Das Wetter: Nach dem regnerischen Samstag blieb es zum zweiten Rennen trocken beim zweiten aufeinanderfolgenden Rennwochenende in der Lausitz. Bei 23 Grad Außen- sowie 30 Grad -Strecken-Temperatur - kühler als am Freitag, wärmer als am Samstag - startete das Rennen unter wolkenbedecktem Himmel um 13:30 Uhr.

Der Start: Pole-Setter Robin Frijns behauptete die Führung vor Rene Rast, der vor Kurve 1 den zweiten Platz von Nico Müller übernahm. Der von P4 gestartete Sheldon van der Linde kam aus seiner Startbox nicht vom Fleck und fiel bis ans Ende des Feldes zurück - Hintermann Marco Wittmann konnte im letzten Moment ausweichen, verlor aber die fünfte Position an Timo Glock, der vom siebten Platz gestartet war. Robert Kubica beendete die erste Runde auf Platz zehn und damit in den Punkterängen.

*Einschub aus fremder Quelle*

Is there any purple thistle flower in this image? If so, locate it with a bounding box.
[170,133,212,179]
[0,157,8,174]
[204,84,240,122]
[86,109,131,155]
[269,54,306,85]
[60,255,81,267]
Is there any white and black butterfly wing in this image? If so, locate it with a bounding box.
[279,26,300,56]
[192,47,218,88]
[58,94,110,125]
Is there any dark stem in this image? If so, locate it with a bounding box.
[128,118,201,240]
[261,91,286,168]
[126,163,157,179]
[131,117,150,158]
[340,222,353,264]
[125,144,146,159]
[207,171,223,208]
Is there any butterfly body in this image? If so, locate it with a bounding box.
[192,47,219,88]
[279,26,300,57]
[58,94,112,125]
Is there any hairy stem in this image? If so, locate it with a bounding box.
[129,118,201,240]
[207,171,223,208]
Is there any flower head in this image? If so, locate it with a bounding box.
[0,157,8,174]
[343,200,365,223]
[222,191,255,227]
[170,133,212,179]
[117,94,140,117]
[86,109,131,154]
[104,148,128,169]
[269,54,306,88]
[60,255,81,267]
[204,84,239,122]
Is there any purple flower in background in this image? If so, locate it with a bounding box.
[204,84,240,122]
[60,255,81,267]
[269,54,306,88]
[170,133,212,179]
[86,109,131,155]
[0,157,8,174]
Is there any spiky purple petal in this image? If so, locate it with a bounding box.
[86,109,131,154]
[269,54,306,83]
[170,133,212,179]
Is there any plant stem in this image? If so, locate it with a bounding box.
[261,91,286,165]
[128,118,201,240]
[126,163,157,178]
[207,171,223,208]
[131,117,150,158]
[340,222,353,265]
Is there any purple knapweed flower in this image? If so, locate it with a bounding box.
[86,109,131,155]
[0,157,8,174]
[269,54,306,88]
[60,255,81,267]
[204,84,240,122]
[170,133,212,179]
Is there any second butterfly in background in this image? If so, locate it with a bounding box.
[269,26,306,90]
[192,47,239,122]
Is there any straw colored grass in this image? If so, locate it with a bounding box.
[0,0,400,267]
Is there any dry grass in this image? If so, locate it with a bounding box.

Die Boxenstopps: Sheldon van der Linde (Runde 8) nach seinem verpatzten Start, Mike Rockenfeller (Runde 9) sowie Timo Glock, Loic Duval und Lucas Auer (alle Runde 10) entschieden sich für Pflicht-Boxenstopps zu einem frühen Zeitpunkt im Rennen. Jamie Green bog im 11. Umlauf von Platz vier in die Boxengasse ab und konnte sich nach der Ausfahrt gegen die Verfolger mit wärmeren Reifen zur Wehr setzen.

Rene Rast von P2 und Marco Wittmann von P4 legten in der 17. Runde ihren Pflicht-Reifenwechsel ein. Die Abt-Mannschaft reagierte und beorderte Nico Müller von Platz zwei in Runde 18 an die Box. Nach der Ausfahrt ordnete sich der Schweizer hinter Rast ein. Spitzenreiter Robin Frijns absolvierte als letzter Fahrer aus der Spitze in Runde 19 seinen Boxenstopp auf einen frischen Satz Hankook-Reifen. Rast und Müller überholten im Anschluss den Niederländer mit seinen ungeheizten Slicks.